Petrus, Jakobus und Johannes werden nur ein einziges Mal erwähnt. Sie erleben die Heilung der Frau, Jesu Auseinandersetzung mit den Leuten und wie Jesus gottgleich das Mädchen von Tod auferweckt. Petrus, Jakobus und Johannes begleiten ihn weiter und sie – und nur sie – nimmt er mit auf den Berg, wo Gott Jesus als seinen Sohn offenbart. Auf dem Berg gewährt er ihnen einen Vorgeschmack der künftigen Herrlichkeit, auch um sie auszurüsten für die Zeit des Leidens und den Weg zum Kreuz. Für Petrus, Jakobus und Johannes bilden die Stunden, von denen unser Evangelium erzählt, eine wesentliche Station voller tiefer Erfahrungen und Erlebnisse. Wie sie damit umgehen, das bleibt im Hintergrund, jedenfalls für jetzt.

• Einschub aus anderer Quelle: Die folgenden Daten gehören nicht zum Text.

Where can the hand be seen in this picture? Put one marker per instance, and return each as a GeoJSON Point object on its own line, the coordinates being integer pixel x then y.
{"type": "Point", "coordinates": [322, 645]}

Für immer aber werden sie es nicht für sich behalten können. Wer solche Erfahrungen gemacht hat, wer erlebt hat und weiß, wie leidenschaftlich liebevoll Gott auf Tuchfühlung geht, wie restlos entschieden er für seine Schöpfung eintritt, wie endlos konsequent er liebt und das Leben will, der kann das nicht für sich behalten und der sollte das auch nicht. Nicht die Jünger damals und wir heute auch nicht.